In 2018, Norman appeared on season 26 of the American television show Dancing with the Stars. He was partnered with professional dancer Sharna Burgess, where he eventually progressed to the finals, finishing as the runner-up behind figure skater Adam Rippon. Norman also participated in a televised celebrity softball game during the 2018 Major League Baseball All-Star Game event week. Norman is a keen soccer fan and he supports Manchester United and Paris Saint-Germain.

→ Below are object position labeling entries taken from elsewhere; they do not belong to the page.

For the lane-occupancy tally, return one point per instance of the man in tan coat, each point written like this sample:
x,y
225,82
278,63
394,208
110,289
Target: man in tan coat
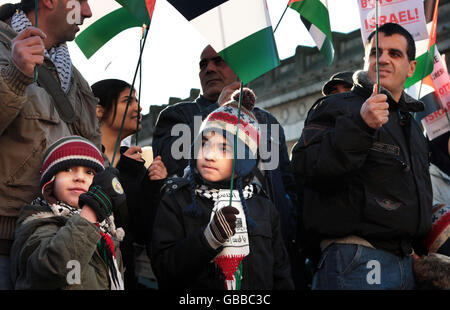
x,y
31,119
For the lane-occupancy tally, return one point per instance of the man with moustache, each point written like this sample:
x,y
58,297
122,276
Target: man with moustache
x,y
362,162
37,113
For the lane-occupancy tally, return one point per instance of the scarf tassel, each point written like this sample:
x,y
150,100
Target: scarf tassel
x,y
229,264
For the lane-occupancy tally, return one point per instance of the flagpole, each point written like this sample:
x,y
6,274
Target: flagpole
x,y
36,11
282,15
144,34
377,52
235,143
129,100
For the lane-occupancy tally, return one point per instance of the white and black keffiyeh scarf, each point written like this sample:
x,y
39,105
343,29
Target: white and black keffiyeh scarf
x,y
59,55
211,193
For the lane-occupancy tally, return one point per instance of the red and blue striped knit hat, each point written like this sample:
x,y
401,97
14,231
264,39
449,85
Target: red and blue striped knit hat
x,y
69,152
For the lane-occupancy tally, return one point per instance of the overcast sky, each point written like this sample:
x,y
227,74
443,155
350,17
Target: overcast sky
x,y
173,47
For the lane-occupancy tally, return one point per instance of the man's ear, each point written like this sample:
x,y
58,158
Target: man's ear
x,y
49,4
412,67
100,111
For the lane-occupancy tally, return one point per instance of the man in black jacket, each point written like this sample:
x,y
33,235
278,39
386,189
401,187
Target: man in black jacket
x,y
362,162
215,76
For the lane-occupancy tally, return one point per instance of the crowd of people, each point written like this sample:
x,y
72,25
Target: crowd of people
x,y
362,203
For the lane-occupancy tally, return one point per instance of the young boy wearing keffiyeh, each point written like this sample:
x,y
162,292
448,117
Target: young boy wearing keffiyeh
x,y
67,239
200,241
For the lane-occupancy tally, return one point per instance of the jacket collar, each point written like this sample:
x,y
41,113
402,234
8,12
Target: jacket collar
x,y
363,86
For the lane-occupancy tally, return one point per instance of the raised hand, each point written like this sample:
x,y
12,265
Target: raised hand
x,y
375,111
27,50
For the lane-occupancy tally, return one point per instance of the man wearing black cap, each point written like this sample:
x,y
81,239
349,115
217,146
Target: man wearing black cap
x,y
338,83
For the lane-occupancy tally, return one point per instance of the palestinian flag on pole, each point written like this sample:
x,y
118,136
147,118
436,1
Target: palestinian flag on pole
x,y
239,30
134,13
425,51
314,15
141,9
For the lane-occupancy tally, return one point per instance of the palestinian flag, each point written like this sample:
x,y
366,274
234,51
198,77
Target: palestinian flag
x,y
141,9
425,50
239,30
134,13
314,15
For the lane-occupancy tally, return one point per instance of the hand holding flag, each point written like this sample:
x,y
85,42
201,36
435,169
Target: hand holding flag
x,y
374,111
27,50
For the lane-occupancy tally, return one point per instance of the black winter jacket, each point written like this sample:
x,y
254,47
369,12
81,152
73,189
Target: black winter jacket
x,y
181,255
356,180
279,183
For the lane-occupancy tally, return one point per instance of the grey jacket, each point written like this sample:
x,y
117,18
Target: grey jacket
x,y
49,251
29,123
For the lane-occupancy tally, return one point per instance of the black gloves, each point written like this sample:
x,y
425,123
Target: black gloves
x,y
223,223
105,194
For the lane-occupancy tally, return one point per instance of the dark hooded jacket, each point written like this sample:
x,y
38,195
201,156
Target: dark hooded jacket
x,y
359,181
278,183
182,257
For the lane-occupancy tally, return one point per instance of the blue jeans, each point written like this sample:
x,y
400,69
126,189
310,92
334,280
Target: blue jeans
x,y
356,267
5,273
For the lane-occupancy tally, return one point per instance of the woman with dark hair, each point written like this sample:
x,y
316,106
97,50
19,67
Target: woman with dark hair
x,y
142,186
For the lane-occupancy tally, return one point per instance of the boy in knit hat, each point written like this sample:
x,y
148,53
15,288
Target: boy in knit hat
x,y
67,239
203,239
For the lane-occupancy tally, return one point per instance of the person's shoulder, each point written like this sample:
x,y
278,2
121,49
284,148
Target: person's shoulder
x,y
182,105
174,185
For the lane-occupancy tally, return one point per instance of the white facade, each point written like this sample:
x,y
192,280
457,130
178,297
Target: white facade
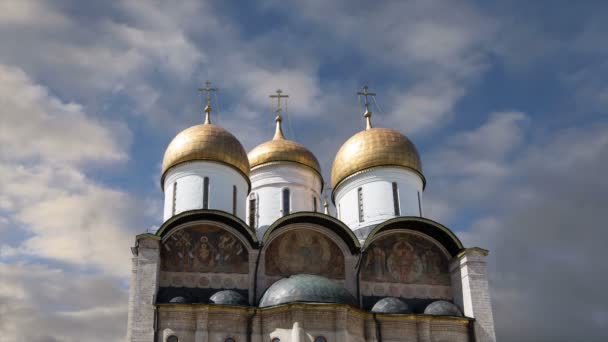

During the George Floyd protests in 2020, Norman and New Orleans Saints linebacker Demario Davis attended Buffalo mayor Byron Brown's press conference announcing changes to the Buffalo Police Department following an incident between protesters and police in downtown Buffalo.